Setelah semuanya sudah siap, biji mulai ditanam. Pilihlah biji yang kualitasnya terbaik atau unggul. Biji dapat disediakan sendiri jika mempunyai induk tanaman cengkeh yang sangat bagus. Jika tidak memiliki benih yang bagus, sebaiknya mencari di toko – toko pertanian atau lembaga – lembaga pertanian dan tanaman yang sangat terpercaya.

Persiapan Lahan Dan Penanaman

Lahan yang dipilih untuk meningkatkan perkebunan cengkeh harus dicangkul,digemburkan dan dibersihkan dari pertumbuhan rumput-rumput liar terlebih dahulu. Selanjutnya membuat lubang dengan ukuran dari 75x75x75,cm digali dengan jarak 6 hingga 7 mts. Selanjutnya jarak yang harus disesuaikan dengan jarak tanaman utama. Penutupan lubang dilakukan dengan cara mencampurnya dengan kompos, pupuk kandang sapi, dan dicampur dengan TSP juga tanah galian pada setiap lubang tanam.

Pemupukan Dan Aplikasi Pupuk

Budidaya Tanaman Cengkeh

Tujuan pemupukan pada tanaman cengkeh merupakan untuk memperbaiki pertumbuhan tanaman cengkeh serta dapat meningkatnya produksi buah cengkeh. Pemupukan yang tidak sesuai dosis, waktu, dan caranya menyebabkan tanaman tidak dapat tumbuh baik dan optimal.

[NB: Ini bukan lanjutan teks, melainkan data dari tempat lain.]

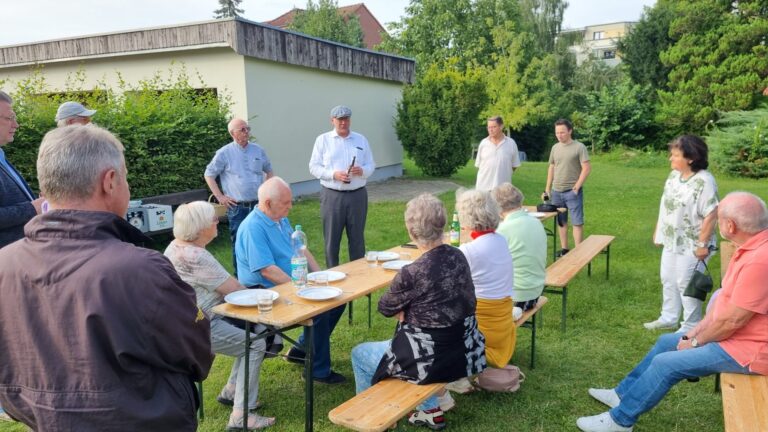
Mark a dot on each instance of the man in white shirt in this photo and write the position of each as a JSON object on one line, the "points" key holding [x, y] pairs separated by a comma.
{"points": [[497, 157], [342, 161]]}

Tanaman bisa kekurangan unsur hara maupun kelebihan pupuk. Demikian dengan sebaliknya, pemupukan yang kelebihan dosis akan menimbulkan ketidak seimbangan unsur hara dalam tanah, dapat merusak sifat tanah, dan pencemaran lingkungan. dan pemberian pupuk yang baik dan tepat harus mengetahui kondisi lahan dan tanaman di antaranya yaitu:

  1. Untuk pertamakali bilamana tidak pernah diberikan DSP, dosis setiap pohonnya 5 kg. Kemudian setiap pemupukan 4 kg / pohon (sesuai dosis).
  2. Untuk tanah marginal, umumnya tanah berwarna terang atau daerah berbukit (podsolik merah kuning) penambahan pupuk kandang secara rutin/terus menerus sangat diperlukan.Pupuk ternak kandang atau kompos 50 kg
  3. Apabila anda menggunakan NPK 15-15-15, dosis perpohonnya ialah 4 kg NPK dan 4 kg DSP.
  4. Pemupukan dilakukan 2 kali pertahun yaitu pada awal dan akhir musim hujan.

Organic bisa diterapkan sebagai dosis tunggal pada awal musim hujan di parit digali sekitar pohon-pohon. Dosis pupuk yang dianjurkan untuk pupuk anorganik yaitu 40gram urea, 110gram yang super fosfat, dan 80gram Murate kalium dalam stage.The dosis awal semakin melonjak untuk 600gm urea, 1560gm Super fosfat dan 1250gm Murate per tahun.

Untuk dewasa pohon sekitar 15 tahun atau lebih pupuk harus diterapkan dalam dosis terbagi sama yaitu pada bulan Mei-Juni dan September-Oktober di parit dangkal digali di sekitar tanaman cengkih.

Panen

Budidaya Tanaman Cengkeh

Pohon cengkeh bisa dipanen setelah mencapai usia tanam 4-5-6 tahun atau ketika bunga berubah dari hijau ke ungu. Musim berbunga bervariasi dari bulan September-Oktober di dataran rendah dan Desember-Januari di tinggi. Agar memperoleh hasil kualitas mutu produksi yang baik bunga cengkeh sebaiknya dipetik saat matang petik, yaitu pada saat kepala bunga kelihatan sudah penuh akan tetapi belum terbuka lebar.

Bunga yang sudah dipetik lalu dimasukkan ke dalam keranjang gendong dan dibawa ke tempat pengolahan. Matang petik setiap tanaman pada umumnya belum semua serempak dan dalam tahap pemetikan ini dapat dilakukan setiap 10 hingga 14 hari selama 3 sampai 4 bulan. Tahap ini,dilakukan tidak harus merusak cabang dan di lakukan dengan hati-hati, agar tidak mempengaruhi pertumbuhan bunga berikutnya.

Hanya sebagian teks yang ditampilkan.